The underperformance of the Indian market during the last many days has been striking. The prime mover of this downtrend in the market has been the FII selling, which, in turn, has been triggered by concerns surrounding the impact of the second wave of Covid outbreak, said an analyst.
“The second wave is unlikely to have a major impact on growth and corporate earnings. But the jury is still out on this. This exceedingly volatile phase of the market is turning out to be a difficult terrain for traders. For long-term investors, dips will provide opportunities to buy quality stocks. IT, financials, cement and chemicals are good bets,” said VK Vijayakumar, Chief Investment Strategist at Geojit Financial Services.
FACTORS DRIVING MARKETS
- Low level buying: After a sharp fall in the market in the last couple of days, the indices are trading at their early February levels, leading to resumption in buying at lower levels.
- Biden’s vaccine push: Asian and US markets gained after US President Joe Biden doubled his target for administering the vaccines crucial for economic revival.
- Unemployment falls: The number of Americans filing new claims for unemployment benefits dropped to a one-year low last week.
- Crude oil prices tick up: Crude prices veered back up toward $60 a barrel as investors weighed the implications of a huge container ship still stuck in the Suez Canal.
- US bond yields rise: Ten-year US Treasury yields rose slightly after another lackluster auction of seven-year notes. The reaction was muted compared with the upheaval in bonds and interest-rate sensitive stocks following poor demand at last month’s sale.
- US dollar showing strength: The dollar headed for its best week in three. The Dollar Index is nearing the Golden Cross after it breached the 200-day moving average. Strength in the greenback is considered a weak signal for emerging market equities.
How are the blue chips doing
After opening in the green, benchmark indices moved slightly lower. At 9:55 am, BSE flagship Sensex was up 281 points or 0.58 per cent to 48,721. NSE benchmark Nifty followed and rose 106 points or 0.74 per cent to 14,431.
“The index has opened the new series with a gap up opening. That is because it has bounced from a strong support of 14,300-14,350. This should not be considered as a reversal in the trend. The markets might be taking a breather. The short-medium trend will turn positive only post a closure of 14,750-14,800. Until then any rally up can be assessed to go short on the Nifty. If we manage to break the lows of yesterday, we could slide down to levels closer to 14,000,” said Manish Hathiramani, Proprietary Index Trader and Technical Analyst, Deen Dayal Investments.
In the 50-share pack Nifty, Bajaj Finserv was the biggest gainer, up 2.94 per cent. Tata Motors, Hindalco, HUL, GAIL, Bajaj Auto, BPCL, HDFC, Asian Paints and NTPC were among other gainers.
Power Grid was the top loser in the pack, down 1.76 per cent. Dr Reddy’s Labs, ONGC, Reliance Industries, Cipla, Sun Pharma, TCS and UPL were other losers in the pack.

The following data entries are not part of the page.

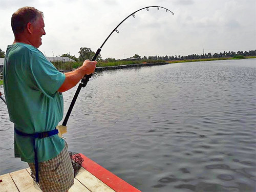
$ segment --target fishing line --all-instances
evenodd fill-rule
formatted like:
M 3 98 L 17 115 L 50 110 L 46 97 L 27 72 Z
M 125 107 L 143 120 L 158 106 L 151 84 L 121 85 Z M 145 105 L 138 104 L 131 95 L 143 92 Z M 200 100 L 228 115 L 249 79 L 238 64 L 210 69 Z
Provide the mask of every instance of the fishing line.
M 118 27 L 119 27 L 119 26 L 121 24 L 122 24 L 123 23 L 123 22 L 124 22 L 126 19 L 127 19 L 129 17 L 130 17 L 131 16 L 132 16 L 133 17 L 135 18 L 135 17 L 136 17 L 135 13 L 137 13 L 138 11 L 140 11 L 140 10 L 142 10 L 143 9 L 146 9 L 146 10 L 147 11 L 148 11 L 150 10 L 149 8 L 151 8 L 151 7 L 156 7 L 156 8 L 157 8 L 157 10 L 159 10 L 160 8 L 162 8 L 162 9 L 165 9 L 165 11 L 166 11 L 166 12 L 169 11 L 170 13 L 172 13 L 172 14 L 173 14 L 173 15 L 174 15 L 174 13 L 172 11 L 170 11 L 169 9 L 168 9 L 167 8 L 165 8 L 165 7 L 161 7 L 161 6 L 149 6 L 149 7 L 144 7 L 143 8 L 137 10 L 135 12 L 134 12 L 133 13 L 132 13 L 132 14 L 131 14 L 130 15 L 129 15 L 129 16 L 127 16 L 122 22 L 121 22 L 114 29 L 114 30 L 112 31 L 112 32 L 111 33 L 110 33 L 110 35 L 108 36 L 108 37 L 106 37 L 106 39 L 104 41 L 104 42 L 103 42 L 103 44 L 101 45 L 101 46 L 100 46 L 100 48 L 98 49 L 98 50 L 97 50 L 95 54 L 94 55 L 94 56 L 93 56 L 93 58 L 92 59 L 91 61 L 93 61 L 95 60 L 96 57 L 98 56 L 98 55 L 99 55 L 99 53 L 101 51 L 101 49 L 102 49 L 102 47 L 104 46 L 104 45 L 105 44 L 105 43 L 106 42 L 106 41 L 108 40 L 108 39 L 109 39 L 109 38 L 111 36 L 111 35 L 113 34 L 113 33 L 114 33 L 114 32 L 116 32 L 117 33 L 119 33 L 119 32 L 117 30 L 117 28 L 118 28 Z M 75 103 L 75 102 L 76 101 L 76 99 L 77 98 L 77 97 L 78 97 L 78 94 L 79 94 L 79 93 L 80 92 L 80 91 L 81 90 L 81 89 L 82 88 L 82 87 L 84 88 L 84 87 L 85 87 L 86 86 L 86 85 L 87 84 L 87 83 L 89 81 L 89 79 L 91 77 L 92 77 L 92 74 L 90 74 L 90 75 L 86 75 L 82 78 L 82 80 L 81 81 L 81 82 L 79 83 L 79 84 L 78 86 L 78 87 L 77 88 L 77 90 L 76 90 L 76 92 L 75 93 L 75 95 L 74 96 L 74 97 L 73 97 L 73 98 L 72 99 L 72 101 L 71 101 L 71 103 L 70 104 L 70 106 L 69 106 L 69 110 L 68 110 L 68 112 L 67 113 L 67 115 L 66 115 L 66 117 L 65 117 L 64 121 L 62 122 L 62 126 L 66 126 L 67 123 L 68 122 L 68 120 L 69 120 L 69 116 L 70 116 L 70 114 L 71 113 L 71 111 L 72 111 L 73 108 L 74 107 L 74 105 Z

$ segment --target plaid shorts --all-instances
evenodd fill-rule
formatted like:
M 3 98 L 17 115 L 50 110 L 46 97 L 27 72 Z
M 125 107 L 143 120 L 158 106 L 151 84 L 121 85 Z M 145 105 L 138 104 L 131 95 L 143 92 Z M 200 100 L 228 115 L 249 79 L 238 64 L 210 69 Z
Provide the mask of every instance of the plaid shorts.
M 35 175 L 35 163 L 28 163 Z M 68 144 L 56 157 L 39 163 L 39 185 L 44 192 L 66 192 L 74 184 L 74 170 Z

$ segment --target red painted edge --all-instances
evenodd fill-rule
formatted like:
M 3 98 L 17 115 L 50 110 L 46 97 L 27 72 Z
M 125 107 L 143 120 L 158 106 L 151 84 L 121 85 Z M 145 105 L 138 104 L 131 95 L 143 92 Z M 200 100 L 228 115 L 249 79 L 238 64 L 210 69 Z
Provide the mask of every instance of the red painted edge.
M 82 166 L 117 192 L 141 192 L 94 161 L 79 154 L 83 159 Z

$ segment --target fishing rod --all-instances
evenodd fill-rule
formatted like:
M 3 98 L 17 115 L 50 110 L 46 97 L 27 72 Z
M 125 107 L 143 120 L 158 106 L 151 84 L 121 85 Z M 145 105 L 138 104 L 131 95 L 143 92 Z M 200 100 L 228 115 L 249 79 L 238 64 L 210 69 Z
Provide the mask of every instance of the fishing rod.
M 146 9 L 146 10 L 147 11 L 149 11 L 149 8 L 150 8 L 150 7 L 156 7 L 156 8 L 157 8 L 157 9 L 158 10 L 160 9 L 160 8 L 162 8 L 162 9 L 165 9 L 166 10 L 166 12 L 169 11 L 170 13 L 172 13 L 172 14 L 173 14 L 173 15 L 174 15 L 174 13 L 172 11 L 170 11 L 169 9 L 166 9 L 165 7 L 160 7 L 160 6 L 149 6 L 149 7 L 144 7 L 143 8 L 137 10 L 135 12 L 134 12 L 133 13 L 132 13 L 132 14 L 131 14 L 130 15 L 129 15 L 129 16 L 127 16 L 121 23 L 120 23 L 117 25 L 117 26 L 116 26 L 114 29 L 114 30 L 112 31 L 112 32 L 111 33 L 110 33 L 110 35 L 108 36 L 108 37 L 106 38 L 106 39 L 104 41 L 104 42 L 103 42 L 103 44 L 101 45 L 101 46 L 100 46 L 100 47 L 98 49 L 98 50 L 97 50 L 95 54 L 94 55 L 94 56 L 93 56 L 93 58 L 92 59 L 91 61 L 94 61 L 94 60 L 96 60 L 96 57 L 98 56 L 98 55 L 99 55 L 99 53 L 101 51 L 101 49 L 102 49 L 103 46 L 104 46 L 104 45 L 105 44 L 105 43 L 106 42 L 106 41 L 108 40 L 108 39 L 109 39 L 109 38 L 111 36 L 111 35 L 113 34 L 113 33 L 114 33 L 115 31 L 116 32 L 117 32 L 117 33 L 119 33 L 119 32 L 117 30 L 117 28 L 118 28 L 118 27 L 119 27 L 119 26 L 121 24 L 122 24 L 123 23 L 123 22 L 124 22 L 126 19 L 127 19 L 129 17 L 130 17 L 131 16 L 133 16 L 133 17 L 134 17 L 134 18 L 135 18 L 135 14 L 136 13 L 137 13 L 137 12 L 140 11 L 140 10 Z M 66 127 L 66 126 L 67 123 L 68 122 L 68 120 L 69 120 L 69 116 L 70 116 L 70 114 L 71 114 L 71 111 L 72 111 L 73 108 L 74 107 L 75 103 L 75 102 L 76 101 L 76 99 L 77 98 L 77 97 L 78 96 L 78 94 L 79 94 L 79 93 L 80 92 L 80 91 L 81 90 L 81 89 L 82 88 L 82 87 L 84 88 L 84 87 L 85 87 L 86 86 L 86 85 L 87 84 L 87 83 L 89 81 L 90 78 L 91 77 L 92 77 L 92 74 L 91 74 L 90 75 L 84 75 L 84 76 L 81 79 L 81 82 L 79 83 L 79 84 L 78 86 L 78 87 L 77 88 L 77 90 L 76 90 L 76 92 L 75 93 L 75 95 L 74 96 L 74 97 L 73 97 L 73 98 L 72 99 L 72 101 L 71 101 L 71 103 L 70 104 L 70 106 L 69 106 L 69 110 L 68 110 L 68 112 L 67 112 L 67 115 L 66 115 L 66 117 L 65 117 L 64 121 L 62 122 L 62 125 L 59 126 L 59 127 L 60 127 L 60 126 L 62 127 L 62 129 L 64 129 L 65 130 L 64 131 L 65 133 L 66 133 L 67 132 L 67 127 Z M 66 128 L 65 128 L 65 127 L 66 127 Z
M 5 104 L 6 104 L 6 101 L 5 101 L 5 98 L 3 97 L 1 95 L 0 95 L 0 98 L 1 98 L 2 100 L 3 100 L 3 101 L 4 101 Z

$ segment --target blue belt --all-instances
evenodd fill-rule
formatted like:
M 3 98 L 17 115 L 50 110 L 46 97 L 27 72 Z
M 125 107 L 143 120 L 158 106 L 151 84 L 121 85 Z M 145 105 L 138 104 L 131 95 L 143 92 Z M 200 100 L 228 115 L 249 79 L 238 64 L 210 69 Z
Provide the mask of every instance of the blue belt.
M 59 133 L 58 130 L 55 129 L 48 132 L 35 133 L 32 134 L 29 134 L 28 133 L 22 132 L 21 131 L 17 130 L 16 127 L 14 127 L 14 131 L 15 133 L 18 135 L 33 138 L 33 147 L 34 147 L 34 152 L 35 153 L 35 178 L 36 180 L 36 182 L 39 182 L 38 160 L 37 159 L 37 151 L 35 147 L 35 139 L 36 138 L 42 139 L 44 138 L 45 137 L 50 137 L 53 135 L 57 134 Z

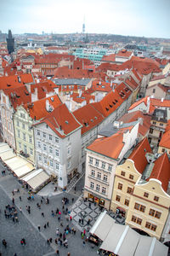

Broader market indices were trading with gains, outperforming their headline peers. Nifty Smallcap was up 0.95 per cent while Nifty Midcap advanced 1.16 per cent. The broadest index on NSE — the Nifty 500 — was up 0.86 per cent.
Chola Finance, Godrej Properties, Vodafone Idea, Welspun India, Indiabulls Real Estate and Lux Industries were gainers from the space while DCB Bank, Persistent Systems, Inox Leisure, Edelweiss Financial, Future Retail and Mphasis were under selling pressure.
MSCI’s ex-Japan Asia index rose 0.37 per cent after hitting a near three-month low on Thursday, while the Shanghai Composite Index gained 0.78 per cent, snapping a three-day losing streak.
Japan’s Nikkei rose 0.89 per cent after Wall Street shares staged a rally, driven by cheap, cyclical stocks that have been battered by the pandemic.
The Dow Jones Industrial Average rose 0.62 per cent and the S&P 500 gained 0.52 per cent while the Nasdaq Composite added just 0.12 per cent.